Je combats votre loi et depuis ce soir du 17 novembre, comme mes frères de lutte, je vous combats vous, Madame. J’étais à Paris au moment où la nuit est devenue noire, responsable parmi d’autres du mouvement de grève lancé contre votre loi. J’ai vu ce peuple soignant répondre en un instant à ce qui fait son engagement.
Nous en étions là. L’honneur eut voulu au regard de l’immense majorité des soignants engagés contre votre loi que vous la repoussiez.
Ce mardi 17 novembre vous avez une fois de plus méprisé une majeure partie de la médecine de France et sans jamais répondre aux interrogations légitimes sur l’urgence à voter cette loi ».
Il existe une unité, une unité profonde entre tous les médecins, qu’ils soient hospitaliers ou libéraux. Comme nous, médecins hospitaliers qui disons que nous voulons pouvoir soigner nos malades, les libéraux quand ils disent « nous ne voulons pas de cette loi », c’est parce qu’ils veulent pouvoir soigner leurs malades.
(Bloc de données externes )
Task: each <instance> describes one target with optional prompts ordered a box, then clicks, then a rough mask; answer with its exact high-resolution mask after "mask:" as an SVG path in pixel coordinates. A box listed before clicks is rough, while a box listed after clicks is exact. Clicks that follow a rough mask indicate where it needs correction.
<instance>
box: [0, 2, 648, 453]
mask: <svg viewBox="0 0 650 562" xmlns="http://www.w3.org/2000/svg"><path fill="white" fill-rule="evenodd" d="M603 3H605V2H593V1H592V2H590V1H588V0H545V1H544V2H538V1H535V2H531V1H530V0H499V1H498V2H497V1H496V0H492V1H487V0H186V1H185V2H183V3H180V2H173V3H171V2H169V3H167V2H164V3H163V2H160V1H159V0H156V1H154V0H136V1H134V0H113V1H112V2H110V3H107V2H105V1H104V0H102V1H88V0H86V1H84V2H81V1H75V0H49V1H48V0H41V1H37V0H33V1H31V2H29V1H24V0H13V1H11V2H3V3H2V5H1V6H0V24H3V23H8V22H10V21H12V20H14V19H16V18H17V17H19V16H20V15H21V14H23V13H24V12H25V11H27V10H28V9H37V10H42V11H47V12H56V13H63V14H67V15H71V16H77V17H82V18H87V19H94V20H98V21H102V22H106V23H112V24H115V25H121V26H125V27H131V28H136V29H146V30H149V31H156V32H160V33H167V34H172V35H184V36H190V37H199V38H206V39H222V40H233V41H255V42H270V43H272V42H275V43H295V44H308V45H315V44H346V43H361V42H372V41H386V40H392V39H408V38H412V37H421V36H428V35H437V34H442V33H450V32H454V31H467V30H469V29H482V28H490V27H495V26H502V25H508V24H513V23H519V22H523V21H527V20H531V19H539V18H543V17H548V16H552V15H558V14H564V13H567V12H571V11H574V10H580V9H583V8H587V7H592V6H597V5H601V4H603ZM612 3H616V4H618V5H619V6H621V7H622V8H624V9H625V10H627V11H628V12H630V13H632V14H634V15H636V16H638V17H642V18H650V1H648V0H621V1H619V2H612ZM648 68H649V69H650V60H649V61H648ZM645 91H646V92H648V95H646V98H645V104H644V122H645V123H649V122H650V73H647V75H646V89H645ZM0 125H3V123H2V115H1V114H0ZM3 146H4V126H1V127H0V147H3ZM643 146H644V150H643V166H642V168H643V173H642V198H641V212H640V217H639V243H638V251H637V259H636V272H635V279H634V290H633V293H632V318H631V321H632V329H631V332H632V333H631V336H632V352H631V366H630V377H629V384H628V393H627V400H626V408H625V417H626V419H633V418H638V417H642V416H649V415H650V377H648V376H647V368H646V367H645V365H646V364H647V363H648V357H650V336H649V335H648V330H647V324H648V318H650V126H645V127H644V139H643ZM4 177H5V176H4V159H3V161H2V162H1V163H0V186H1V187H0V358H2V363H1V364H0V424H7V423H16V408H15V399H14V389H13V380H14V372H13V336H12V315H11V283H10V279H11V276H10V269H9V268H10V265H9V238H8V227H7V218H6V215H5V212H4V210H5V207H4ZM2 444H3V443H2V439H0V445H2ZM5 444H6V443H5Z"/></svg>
Le SNMH FO a pris ses responsabilités en assurant aux médecins libéraux son soutien contre le projet de loi Touraine car nous défendons la même chose : nous voulons pouvoir soigner nos malades.
Alors je voudrais finir par la conclusion de l’interne anonyme des urgences de l’Hôtel-Dieu :
« Merci à ces médecins, hommes et femmes courageux de la nuit, anonymes qui dans l’ombre ont tenté de limiter les dégâts. Se sentir utile direz-vous ? Pas tant que ça. Soigner un carnage qui n’aurait jamais dû avoir lieu et évitable, pas de quoi être fiers. Se sentir unis ? Ah, ça oui. Comme jamais ».
Le SNMH FO et la fédération FO des services publics et de santé, unis, pour les malades, a pris et prendra ses responsabilités.